Unless your were to mout the scanner extremely high on your mast, there is probably going to be very little difference at all in those three locations with regard to the performance of the radar.
The height of the scanner plays into the range it will be able to see, but at the same time, height increases the minimum dection range or the radar, and also exaggerates any rolling or pitching motion of the vessel.
The equation to calculate the distance to the radar horizon is 1.22 times the square root of the height of the scanner. This is the straight line distance from the scanner to the horizon. Assuming the scanner is mounted 15 feet above the waterline, the radar horizon is at 4.7 miles. If we double the height (30’) of the scanner, the radar horizon is now at 6.7 miles. At 45 feet above the water, the radar horizon is now 8.1 miles. So you can see that the height between these three locations really does not make a very appreciable difference in the radar rannge.
When looking at the radar equation, also consider that we are only looking at 1/2 of the total factors involved. We must also consider the height of our target, and its radar horizon. the height of the target makes it stick up OVER the radar horizon, thus increasing the range we can see it at.

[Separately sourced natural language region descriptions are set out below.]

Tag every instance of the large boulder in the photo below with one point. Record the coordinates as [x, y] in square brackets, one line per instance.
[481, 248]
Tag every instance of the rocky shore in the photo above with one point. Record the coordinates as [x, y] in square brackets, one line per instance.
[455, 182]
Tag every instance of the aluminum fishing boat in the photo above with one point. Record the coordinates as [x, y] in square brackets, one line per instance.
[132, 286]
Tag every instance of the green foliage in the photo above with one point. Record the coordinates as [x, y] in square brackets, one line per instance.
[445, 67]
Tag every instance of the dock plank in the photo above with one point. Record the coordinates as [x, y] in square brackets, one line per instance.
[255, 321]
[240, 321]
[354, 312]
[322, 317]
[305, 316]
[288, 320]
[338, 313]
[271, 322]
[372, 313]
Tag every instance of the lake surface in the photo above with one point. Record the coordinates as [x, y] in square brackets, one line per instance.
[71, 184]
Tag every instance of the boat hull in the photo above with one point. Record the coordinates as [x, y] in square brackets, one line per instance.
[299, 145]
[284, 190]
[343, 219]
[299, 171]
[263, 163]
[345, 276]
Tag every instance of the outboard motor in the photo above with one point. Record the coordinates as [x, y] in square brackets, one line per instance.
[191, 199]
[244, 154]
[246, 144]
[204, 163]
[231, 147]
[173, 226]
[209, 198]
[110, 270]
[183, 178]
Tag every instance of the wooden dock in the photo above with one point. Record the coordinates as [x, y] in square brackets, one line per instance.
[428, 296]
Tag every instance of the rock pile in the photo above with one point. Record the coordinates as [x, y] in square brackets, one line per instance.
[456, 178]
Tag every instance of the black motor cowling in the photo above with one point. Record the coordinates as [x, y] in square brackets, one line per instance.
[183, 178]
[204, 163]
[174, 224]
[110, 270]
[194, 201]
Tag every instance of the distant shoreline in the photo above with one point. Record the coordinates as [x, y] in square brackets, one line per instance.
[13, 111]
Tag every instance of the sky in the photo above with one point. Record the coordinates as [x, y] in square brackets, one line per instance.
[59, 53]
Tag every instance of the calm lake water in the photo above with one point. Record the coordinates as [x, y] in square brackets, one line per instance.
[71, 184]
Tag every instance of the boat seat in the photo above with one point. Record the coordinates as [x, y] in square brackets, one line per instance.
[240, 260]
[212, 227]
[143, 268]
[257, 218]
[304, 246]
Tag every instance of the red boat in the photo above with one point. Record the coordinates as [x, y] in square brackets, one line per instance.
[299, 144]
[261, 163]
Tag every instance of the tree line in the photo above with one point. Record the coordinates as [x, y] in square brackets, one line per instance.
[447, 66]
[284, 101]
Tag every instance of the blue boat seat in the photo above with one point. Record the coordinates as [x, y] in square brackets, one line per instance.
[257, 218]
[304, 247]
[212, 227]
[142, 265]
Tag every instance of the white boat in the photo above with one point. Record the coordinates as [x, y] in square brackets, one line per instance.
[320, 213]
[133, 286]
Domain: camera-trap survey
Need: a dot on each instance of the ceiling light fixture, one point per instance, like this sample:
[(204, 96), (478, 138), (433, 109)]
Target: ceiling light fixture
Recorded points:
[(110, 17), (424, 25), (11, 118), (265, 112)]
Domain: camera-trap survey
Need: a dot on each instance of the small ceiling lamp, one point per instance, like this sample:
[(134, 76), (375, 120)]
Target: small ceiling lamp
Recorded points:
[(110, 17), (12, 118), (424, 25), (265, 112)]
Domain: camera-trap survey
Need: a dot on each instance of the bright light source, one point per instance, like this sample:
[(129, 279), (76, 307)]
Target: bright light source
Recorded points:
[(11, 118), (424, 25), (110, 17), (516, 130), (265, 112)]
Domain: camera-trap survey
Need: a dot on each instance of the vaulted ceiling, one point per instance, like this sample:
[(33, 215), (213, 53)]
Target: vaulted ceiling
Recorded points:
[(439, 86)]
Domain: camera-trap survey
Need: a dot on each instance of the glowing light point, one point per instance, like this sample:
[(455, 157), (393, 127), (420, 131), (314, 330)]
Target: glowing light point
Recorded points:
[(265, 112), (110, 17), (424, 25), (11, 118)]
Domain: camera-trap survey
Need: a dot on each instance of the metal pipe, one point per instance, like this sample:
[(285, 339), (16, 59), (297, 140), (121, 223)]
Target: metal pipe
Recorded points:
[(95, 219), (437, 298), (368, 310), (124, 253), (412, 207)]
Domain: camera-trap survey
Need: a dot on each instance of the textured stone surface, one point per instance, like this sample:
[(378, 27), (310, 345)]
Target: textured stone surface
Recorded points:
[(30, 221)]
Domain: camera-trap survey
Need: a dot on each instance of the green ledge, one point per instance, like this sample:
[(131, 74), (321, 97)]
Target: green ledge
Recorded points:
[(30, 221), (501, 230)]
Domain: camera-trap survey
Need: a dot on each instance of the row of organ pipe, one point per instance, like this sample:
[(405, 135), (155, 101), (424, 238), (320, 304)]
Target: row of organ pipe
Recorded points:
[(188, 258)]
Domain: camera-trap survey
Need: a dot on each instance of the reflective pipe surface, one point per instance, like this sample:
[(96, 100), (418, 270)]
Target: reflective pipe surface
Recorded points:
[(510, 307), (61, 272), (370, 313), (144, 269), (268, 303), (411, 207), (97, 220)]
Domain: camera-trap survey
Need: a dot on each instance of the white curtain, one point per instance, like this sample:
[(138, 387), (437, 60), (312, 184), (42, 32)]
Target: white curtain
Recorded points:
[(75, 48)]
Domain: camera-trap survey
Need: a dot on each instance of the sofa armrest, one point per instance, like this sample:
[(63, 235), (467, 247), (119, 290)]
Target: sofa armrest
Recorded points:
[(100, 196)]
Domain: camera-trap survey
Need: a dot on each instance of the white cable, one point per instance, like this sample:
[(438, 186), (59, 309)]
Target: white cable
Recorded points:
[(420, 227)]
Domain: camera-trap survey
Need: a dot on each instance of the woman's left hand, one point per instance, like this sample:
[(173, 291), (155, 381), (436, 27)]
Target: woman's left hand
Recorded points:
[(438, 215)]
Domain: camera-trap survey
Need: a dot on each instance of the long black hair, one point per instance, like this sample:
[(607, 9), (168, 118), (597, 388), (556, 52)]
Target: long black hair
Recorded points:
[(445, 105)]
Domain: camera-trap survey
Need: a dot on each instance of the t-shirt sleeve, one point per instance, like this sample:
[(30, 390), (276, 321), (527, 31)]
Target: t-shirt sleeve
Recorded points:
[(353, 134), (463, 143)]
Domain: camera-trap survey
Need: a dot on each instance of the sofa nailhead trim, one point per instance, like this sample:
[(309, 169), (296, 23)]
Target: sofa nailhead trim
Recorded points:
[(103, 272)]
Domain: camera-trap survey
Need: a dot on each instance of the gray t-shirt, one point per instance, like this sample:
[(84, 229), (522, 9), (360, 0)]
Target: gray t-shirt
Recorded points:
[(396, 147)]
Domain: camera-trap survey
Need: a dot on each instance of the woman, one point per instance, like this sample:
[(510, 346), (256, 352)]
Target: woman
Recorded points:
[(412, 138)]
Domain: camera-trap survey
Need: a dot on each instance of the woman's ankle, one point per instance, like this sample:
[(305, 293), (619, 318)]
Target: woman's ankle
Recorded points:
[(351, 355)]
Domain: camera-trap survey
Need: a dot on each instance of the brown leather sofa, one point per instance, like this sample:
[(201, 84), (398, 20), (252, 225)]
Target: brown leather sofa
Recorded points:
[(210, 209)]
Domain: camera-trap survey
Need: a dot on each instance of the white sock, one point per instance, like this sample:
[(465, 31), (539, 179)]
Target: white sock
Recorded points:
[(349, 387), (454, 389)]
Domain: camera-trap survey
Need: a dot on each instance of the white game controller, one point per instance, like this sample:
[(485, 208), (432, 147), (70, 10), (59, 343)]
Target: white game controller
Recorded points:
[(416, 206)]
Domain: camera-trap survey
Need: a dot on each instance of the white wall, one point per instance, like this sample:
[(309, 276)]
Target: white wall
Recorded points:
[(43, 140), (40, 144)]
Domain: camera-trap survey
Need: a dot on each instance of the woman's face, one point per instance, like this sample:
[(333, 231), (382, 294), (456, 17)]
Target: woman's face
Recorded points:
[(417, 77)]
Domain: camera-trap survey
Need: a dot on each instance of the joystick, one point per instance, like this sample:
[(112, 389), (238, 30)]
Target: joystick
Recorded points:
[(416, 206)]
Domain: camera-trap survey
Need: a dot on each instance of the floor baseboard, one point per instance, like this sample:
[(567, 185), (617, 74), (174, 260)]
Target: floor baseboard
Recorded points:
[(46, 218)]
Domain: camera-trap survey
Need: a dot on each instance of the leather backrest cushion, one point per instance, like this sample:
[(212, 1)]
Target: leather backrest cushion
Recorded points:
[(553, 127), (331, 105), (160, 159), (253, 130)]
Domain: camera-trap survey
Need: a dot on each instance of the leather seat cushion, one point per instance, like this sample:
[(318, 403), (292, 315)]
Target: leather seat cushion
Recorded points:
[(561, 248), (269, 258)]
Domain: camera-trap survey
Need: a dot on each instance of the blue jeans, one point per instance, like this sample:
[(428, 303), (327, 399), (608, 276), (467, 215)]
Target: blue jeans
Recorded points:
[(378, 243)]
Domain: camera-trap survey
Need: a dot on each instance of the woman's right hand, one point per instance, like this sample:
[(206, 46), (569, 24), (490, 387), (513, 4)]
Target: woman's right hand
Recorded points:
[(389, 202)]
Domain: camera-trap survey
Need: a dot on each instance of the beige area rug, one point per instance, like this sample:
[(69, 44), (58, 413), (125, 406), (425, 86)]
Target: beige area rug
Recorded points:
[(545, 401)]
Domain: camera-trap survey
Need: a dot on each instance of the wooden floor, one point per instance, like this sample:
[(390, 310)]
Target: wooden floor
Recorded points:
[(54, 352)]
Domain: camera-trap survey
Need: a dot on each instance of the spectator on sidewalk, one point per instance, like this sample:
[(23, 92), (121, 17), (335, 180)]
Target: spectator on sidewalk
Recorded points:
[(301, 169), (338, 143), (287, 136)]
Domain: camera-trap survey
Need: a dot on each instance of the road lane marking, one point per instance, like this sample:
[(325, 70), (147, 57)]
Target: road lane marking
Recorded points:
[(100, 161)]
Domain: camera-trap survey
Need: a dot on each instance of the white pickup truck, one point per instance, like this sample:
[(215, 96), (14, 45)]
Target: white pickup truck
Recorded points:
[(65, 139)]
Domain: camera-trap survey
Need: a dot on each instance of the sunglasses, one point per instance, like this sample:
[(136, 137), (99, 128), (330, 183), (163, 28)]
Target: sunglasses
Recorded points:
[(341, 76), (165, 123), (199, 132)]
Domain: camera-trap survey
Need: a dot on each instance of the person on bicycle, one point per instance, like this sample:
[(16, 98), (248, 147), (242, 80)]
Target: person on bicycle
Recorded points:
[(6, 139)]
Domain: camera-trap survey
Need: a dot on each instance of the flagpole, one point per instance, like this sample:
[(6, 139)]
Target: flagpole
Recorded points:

For example, let’s assume our scanner is 15 feet above the water. The maximum detection range for another 15 foot high target is about 9.4 miles (the sum ouf the distance to our radar horizon PLUS the distance to his radar horizon.) Most large commercial vessels measure up at 80 feet high and taller. A ship 80 feet tall can be detected at a maximum range of about 16 miles.
You may be saying at this point “I thought this radar was rated for 24 or 48 miles. What gives?” The rated range for a given system is determined solely by the ability for the electronics to transmit a pulse to a maximum range, and detect a returning echo. The rated range does not account for heights, weather, horizon, etc.
More critical than the height of the scanner, is ensuring it has a level platform to transmit from, especially on a sailing vessel. Pretty much all light marine radar systems (including all Raymarine units) have a vertical beamwidth of 25 degrees. This means, if you could see the radar beam, you would see 12.5 degrees of beam directed downward toward the water, and 12.5 degrees directed upwards, with the center aimed at the horizon. If the boat is heeled in excess of 12.5 degrees to port or starboard, the lower portion of the radar beam will be directed ABOVE the horizon, essentially rendering the radar blind in that direction. Conversely, on the low side, all of the radar energy is directed into the water, resulting in increased sea return (clutter) on that side. From this, you can clearly see the advantage of a selfleveling radar mount.
What I would look at for your situation, is which location is going to provide the minimum physical interference with your sails and rigging, while allowing for a self leveling radar mount.